Pourquoi vous vous opposez au projet d’extension de l’aéroport de Liège ? Quels sont les problèmes principaux que cela va amener ?
Ils sont multiples. Au niveau climatique d’abord, puisque le propre d’un aéroport est de faire voler des avions. Et dans le cas d’un aéroport logistique comme ici, des avions-cargos plus lourds et donc plus consommateurs encore que des avions de ligne. Augmenter le trafic aérien, c’est donc par définition augmenter les émissions de GES. Une des seules études dont on dispose, réalisée par le climatologue Pierre Ozer de l’Université de Liège, montre d’ailleurs que la combustion du kérosène qu’implique la réalisation du plan de développement prévu (dit « Master plan 2040 ») va, à elle seule, annuler tous les efforts de la Wallonie de réduction des GES d’ici 2040 ! C’est-à-dire qu’un seul outil économique, payé avec de l’argent public, va anéantir tous les efforts des citoyen·nes et des petites entreprises pour réduire les émissions de GES et rencontrer les objectifs climatiques !

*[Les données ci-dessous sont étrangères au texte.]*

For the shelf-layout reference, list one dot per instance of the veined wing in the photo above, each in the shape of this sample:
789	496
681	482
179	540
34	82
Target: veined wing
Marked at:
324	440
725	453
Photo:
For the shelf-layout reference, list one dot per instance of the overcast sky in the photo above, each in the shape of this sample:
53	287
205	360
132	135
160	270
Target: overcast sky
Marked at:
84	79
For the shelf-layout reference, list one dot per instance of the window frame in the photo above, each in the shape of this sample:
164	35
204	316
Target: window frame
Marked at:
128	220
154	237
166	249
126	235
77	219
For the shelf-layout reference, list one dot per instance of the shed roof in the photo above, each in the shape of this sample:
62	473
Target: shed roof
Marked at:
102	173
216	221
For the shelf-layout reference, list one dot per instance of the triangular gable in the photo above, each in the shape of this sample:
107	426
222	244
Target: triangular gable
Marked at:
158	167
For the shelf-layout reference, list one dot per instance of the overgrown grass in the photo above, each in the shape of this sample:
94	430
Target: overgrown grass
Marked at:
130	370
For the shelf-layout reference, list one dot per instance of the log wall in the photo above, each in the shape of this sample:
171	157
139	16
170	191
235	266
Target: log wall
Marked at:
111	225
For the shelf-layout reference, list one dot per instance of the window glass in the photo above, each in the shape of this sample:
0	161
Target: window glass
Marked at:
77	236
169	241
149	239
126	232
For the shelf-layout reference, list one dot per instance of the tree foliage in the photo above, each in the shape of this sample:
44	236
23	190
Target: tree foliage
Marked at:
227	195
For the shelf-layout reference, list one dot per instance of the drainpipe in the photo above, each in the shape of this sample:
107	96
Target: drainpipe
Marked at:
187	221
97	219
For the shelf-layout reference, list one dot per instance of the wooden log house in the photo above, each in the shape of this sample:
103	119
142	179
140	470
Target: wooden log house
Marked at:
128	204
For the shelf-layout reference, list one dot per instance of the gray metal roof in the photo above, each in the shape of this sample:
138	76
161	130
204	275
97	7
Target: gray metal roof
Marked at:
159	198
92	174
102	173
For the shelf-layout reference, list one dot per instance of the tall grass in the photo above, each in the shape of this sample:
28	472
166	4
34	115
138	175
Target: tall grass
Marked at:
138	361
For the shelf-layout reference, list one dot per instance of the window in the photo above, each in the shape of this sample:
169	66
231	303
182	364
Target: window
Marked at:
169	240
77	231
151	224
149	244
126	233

Outre le climat, c’est la zone autour de l’aéroport qui est menacée. Certaines zones d’intérêts écologiques ont déjà été perdues suite aux travaux de bétonnisation et de terrassement menés jusqu’ici. La multiplication d’entrepôts gigantesques de stockage et leurs parkings va encore plus artificialiser les sols. On parle à terme de la bétonnisation d’une surface de plus de 420 000 m2 ! Cela va bien sûr nuire à la biodiversité locale. Mais le bétonnage de cette zone est aussi très préoccupant quand on se rappelle des inondations qui ont traumatisé Liège à l’été 2021. En effet, l’aéroport est situé sur les hauteurs. Or, bétonner tout le plateau va contribuer à faire ruisseler l’eau de pluie vers le bassin liégeois.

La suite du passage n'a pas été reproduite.